“Is not my word like fire, declares the LORD, and like a hammer that breaks the rock in pieces?” Jeremiah 23:29
Below you will find a memorable quotation from one of the most perceptive books on critiquing the modern culture that I have read in recent years–Above All Earthly Powr’s: Christ in a Postmodern World. Although this volume is almost twenty years old, it still delivers a timely evaluation of modern culture. Prof. David F. Wells, of Gordon-Conwell Theological Seminary, writes about the power and authority of the Word of God, and, how the culture–both inside and outside the church–truly suffers when the Bible is neglected. He thoughtfully observes,
“For it is certainly the case that the Word of God, read or preached, has the power to enter the innermost crevices of a person’s being, to shine light in unwanted places, to explode the myths and debits by which fallen life sustains itself, and to bring that person face to face with the eternal God. It is this biblical Word which God uses to bring repentance, to excite faith, to give new life, to sustain that life once given, to correct, nurture, and guide the Church (Jer. 23:29; 2 Tim. 3:16; Heb. 4:12; Jas. 1:18). The biblical Word is self-authenticating under the power of the Holy Spirit. This Word of God is the means by which God accomplishes his saving work in his people, and this is a work that no evangelist and no preacher can do. This is why the dearth of serious, sustained biblical preaching in the Church today is a serious matter. When the Church loses the Word of God it loses the very means by which God does his work. In its absence, therefore, a script is being written, however unwittingly, for the Church’s undoing, not in one cataclysmic moment, but in a slow, inexorable slide made up of piece by tiny piece of daily dereliction.”

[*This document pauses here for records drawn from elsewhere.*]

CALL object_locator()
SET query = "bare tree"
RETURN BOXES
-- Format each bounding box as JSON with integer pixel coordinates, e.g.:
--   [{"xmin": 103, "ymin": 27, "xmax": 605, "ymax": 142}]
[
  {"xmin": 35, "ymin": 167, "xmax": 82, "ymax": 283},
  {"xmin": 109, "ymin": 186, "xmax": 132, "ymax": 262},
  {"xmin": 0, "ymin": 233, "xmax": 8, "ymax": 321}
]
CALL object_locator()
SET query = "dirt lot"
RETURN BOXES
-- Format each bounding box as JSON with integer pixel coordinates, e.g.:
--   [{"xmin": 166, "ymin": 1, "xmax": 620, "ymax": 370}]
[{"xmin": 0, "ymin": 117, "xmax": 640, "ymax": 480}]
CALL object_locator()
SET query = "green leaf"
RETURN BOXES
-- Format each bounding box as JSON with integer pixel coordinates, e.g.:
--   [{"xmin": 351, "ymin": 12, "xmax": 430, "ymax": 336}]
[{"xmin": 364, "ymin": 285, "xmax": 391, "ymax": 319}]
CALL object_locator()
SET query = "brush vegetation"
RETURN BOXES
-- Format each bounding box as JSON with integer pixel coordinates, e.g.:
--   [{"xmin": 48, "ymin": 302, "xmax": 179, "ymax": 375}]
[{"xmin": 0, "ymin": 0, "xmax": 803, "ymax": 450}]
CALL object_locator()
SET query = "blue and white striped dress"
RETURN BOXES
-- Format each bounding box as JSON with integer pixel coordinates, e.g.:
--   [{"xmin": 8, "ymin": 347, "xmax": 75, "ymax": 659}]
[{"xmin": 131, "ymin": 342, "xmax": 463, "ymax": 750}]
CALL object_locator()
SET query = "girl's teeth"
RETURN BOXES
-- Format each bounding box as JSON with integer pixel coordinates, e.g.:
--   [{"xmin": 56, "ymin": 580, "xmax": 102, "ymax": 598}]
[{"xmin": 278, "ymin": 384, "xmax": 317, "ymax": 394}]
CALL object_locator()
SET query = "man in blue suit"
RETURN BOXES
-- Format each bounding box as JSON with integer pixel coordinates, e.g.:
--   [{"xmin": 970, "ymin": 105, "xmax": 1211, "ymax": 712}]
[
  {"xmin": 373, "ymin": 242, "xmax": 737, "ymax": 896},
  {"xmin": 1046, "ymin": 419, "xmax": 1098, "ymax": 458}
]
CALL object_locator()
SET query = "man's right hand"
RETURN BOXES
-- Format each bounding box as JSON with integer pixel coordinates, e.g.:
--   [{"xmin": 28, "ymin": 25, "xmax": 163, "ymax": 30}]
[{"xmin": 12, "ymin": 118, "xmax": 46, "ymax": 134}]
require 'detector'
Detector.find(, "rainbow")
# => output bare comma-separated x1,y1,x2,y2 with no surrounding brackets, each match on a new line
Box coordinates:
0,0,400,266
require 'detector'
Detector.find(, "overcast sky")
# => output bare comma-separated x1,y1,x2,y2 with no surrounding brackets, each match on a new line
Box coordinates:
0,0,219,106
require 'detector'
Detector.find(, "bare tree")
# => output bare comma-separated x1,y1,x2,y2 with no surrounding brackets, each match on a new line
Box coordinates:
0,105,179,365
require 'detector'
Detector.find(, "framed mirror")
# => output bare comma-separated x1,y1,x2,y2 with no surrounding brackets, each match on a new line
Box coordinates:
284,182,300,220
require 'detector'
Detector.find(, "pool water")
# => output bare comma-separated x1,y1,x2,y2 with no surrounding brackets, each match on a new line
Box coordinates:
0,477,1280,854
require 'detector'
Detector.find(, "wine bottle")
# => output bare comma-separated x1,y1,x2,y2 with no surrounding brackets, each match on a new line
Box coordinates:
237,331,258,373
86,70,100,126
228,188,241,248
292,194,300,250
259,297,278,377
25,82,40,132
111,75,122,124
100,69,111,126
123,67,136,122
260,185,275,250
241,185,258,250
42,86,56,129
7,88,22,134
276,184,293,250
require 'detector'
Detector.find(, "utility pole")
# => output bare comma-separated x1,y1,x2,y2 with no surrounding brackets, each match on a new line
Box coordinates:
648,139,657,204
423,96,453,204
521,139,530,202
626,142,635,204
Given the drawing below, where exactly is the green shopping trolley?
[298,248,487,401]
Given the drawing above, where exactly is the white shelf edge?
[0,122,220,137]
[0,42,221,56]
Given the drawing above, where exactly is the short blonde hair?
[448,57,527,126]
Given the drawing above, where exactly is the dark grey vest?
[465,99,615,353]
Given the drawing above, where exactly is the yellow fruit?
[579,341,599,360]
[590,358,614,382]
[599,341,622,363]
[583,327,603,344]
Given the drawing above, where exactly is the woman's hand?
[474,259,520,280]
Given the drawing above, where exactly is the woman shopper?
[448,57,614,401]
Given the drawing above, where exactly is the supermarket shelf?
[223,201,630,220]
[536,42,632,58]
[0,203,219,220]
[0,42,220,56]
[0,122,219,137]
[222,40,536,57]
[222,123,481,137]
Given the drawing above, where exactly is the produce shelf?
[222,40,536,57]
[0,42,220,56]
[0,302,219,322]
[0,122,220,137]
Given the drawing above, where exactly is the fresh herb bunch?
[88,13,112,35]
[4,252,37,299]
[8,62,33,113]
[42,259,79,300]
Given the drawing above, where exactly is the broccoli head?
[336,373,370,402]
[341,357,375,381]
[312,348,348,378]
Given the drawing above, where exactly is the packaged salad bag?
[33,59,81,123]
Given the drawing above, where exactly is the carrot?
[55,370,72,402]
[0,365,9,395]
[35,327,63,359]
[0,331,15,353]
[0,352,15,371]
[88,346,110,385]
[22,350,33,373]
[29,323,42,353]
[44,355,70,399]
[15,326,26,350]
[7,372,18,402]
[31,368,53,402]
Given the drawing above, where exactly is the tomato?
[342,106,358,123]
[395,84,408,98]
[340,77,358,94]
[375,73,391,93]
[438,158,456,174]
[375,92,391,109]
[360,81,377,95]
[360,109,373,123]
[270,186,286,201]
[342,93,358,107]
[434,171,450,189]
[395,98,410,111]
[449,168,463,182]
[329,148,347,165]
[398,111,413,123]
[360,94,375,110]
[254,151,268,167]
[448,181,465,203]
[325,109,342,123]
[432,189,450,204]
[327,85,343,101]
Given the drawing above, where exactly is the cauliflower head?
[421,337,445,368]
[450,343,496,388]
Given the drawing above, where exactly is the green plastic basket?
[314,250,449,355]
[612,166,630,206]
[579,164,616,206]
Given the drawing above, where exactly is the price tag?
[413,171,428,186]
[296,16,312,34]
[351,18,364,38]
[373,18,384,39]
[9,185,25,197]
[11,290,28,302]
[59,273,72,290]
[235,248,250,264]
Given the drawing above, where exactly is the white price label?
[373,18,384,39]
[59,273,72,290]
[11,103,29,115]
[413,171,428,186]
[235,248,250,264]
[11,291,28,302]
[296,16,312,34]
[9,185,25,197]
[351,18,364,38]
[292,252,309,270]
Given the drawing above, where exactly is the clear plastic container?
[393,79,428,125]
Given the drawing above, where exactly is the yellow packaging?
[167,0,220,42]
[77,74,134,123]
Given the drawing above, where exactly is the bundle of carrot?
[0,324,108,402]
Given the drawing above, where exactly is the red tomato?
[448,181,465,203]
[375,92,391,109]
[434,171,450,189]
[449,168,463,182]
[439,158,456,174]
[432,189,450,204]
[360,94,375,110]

David F. Wells, Above All Eartly Pow’rs, 8-9
You might think that taking the time to read this critique of modern culture is a colossal waste of your time! You might reason, instead, that as Christians we should just forcefully engage the culture with “both barrels blazing!” and forget analyzing what we know to be false! Now it is true that as Christians we should engage the culture. But let us not neglect to study the underlying assumptions of our enemy–(i.e.) the advocates of a Postmodern ideology–with its exaltation of the self and its rejection of all Christian revelation. And so, I would argue that it is well worth your time to read this significant book. Above All Earthly Pow’rs is the fourth volume in an ongoing series of theological tomes that David Wells has written over the past thirty years that document the demise of Western culture and how our lasting hope is only to be found in the Gospel of Jesus Christ.